California Community Colleges Chancellor Eloy Ortiz Oakley, in a phone call with reporters, praised the “significant investment in the millions of stranded workers who need better skills and a college credential to gain a better foothold in this economy.”
If approved by the Legislature in June, the plan will make $100 million available over seven years for California’s community college system to launch the online school, as well as another $20 million annually to run it. But officials are working on an aggressive time line to enroll students in the first classes by fall 2019.
Other details are scant so far, but early offerings may focus on advanced manufacturing, health care services and childhood development. Oakley pitched the online community college as a cheaper alternative to the “many for-profits that have their sights set on these learners,” which have faced extensive criticism for saddling students with massive debt and few job prospects. Several prominent for-profit chains have shuttered in recent years amid government scrutiny.
Oakley said the community colleges have “learned a lot about how to best deliver online education” since launching their own online courses five years ago.
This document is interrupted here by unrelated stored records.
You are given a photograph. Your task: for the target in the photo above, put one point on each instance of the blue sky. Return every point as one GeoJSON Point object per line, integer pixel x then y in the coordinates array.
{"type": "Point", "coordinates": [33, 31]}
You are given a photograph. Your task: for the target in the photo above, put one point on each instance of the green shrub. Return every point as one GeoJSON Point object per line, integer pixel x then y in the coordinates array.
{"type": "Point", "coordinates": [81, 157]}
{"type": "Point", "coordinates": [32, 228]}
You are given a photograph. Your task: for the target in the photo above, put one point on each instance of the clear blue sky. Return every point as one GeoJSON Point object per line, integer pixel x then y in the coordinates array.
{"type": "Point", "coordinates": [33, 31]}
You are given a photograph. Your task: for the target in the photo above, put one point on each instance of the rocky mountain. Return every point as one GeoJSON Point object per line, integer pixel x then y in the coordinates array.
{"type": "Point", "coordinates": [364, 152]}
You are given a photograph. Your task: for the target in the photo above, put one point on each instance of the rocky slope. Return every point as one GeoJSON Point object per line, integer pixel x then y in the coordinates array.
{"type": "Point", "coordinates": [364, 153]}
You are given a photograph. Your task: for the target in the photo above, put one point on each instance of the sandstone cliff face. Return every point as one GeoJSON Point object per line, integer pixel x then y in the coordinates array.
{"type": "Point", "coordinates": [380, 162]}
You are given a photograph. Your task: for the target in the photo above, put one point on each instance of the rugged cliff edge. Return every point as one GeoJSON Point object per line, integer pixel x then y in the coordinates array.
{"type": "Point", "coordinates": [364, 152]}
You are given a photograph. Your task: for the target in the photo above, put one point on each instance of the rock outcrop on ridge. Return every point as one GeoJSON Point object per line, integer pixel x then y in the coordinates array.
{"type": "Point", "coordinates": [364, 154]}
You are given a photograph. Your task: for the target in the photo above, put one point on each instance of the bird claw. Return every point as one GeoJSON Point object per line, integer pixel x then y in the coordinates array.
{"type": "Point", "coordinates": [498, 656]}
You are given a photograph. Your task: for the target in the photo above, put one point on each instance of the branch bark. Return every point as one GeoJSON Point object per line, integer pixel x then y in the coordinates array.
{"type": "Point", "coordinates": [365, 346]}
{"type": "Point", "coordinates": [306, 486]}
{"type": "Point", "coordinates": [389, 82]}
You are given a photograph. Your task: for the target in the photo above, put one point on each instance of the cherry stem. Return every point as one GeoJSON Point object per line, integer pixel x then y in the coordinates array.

A third of students in the system now take at least one class online, he said, and the success rate gap has nearly closed, with more than 60 percent of students passing their online course, compared to about 70 percent of students with in-person instruction.
The online college will target working adults without a higher education degree, offering short courses and certificate programs based on skills that employers are looking for and students need for career advancement. In his budget press conference Wednesday, Brown called it an “opportunity to improve their lives.”
Brown has been a major proponent of online higher education during his return to the governorship, pushing the University of California and California State University to develop more courses. But his most high-profile initiative, a 2013 pilot at San Jose State University, was scrapped after pass rates lagged far behind students taking traditional classes.
He pointed to U.S. Census estimates that California has 2.5 million adults between the ages of 25 and 34 with a high school diploma but no college degree. Those workers are particularly vulnerable during an economic recession, Oakley said, but may not have the flexibility to attend a traditional community college. The online option will give them a way to expand their wage-earning potential on their own time, he added, as they continue to work.
California will launch a new community college completely online next year, under a $100 million initiative included in Gov. Jerry Brown’s latest budget proposal.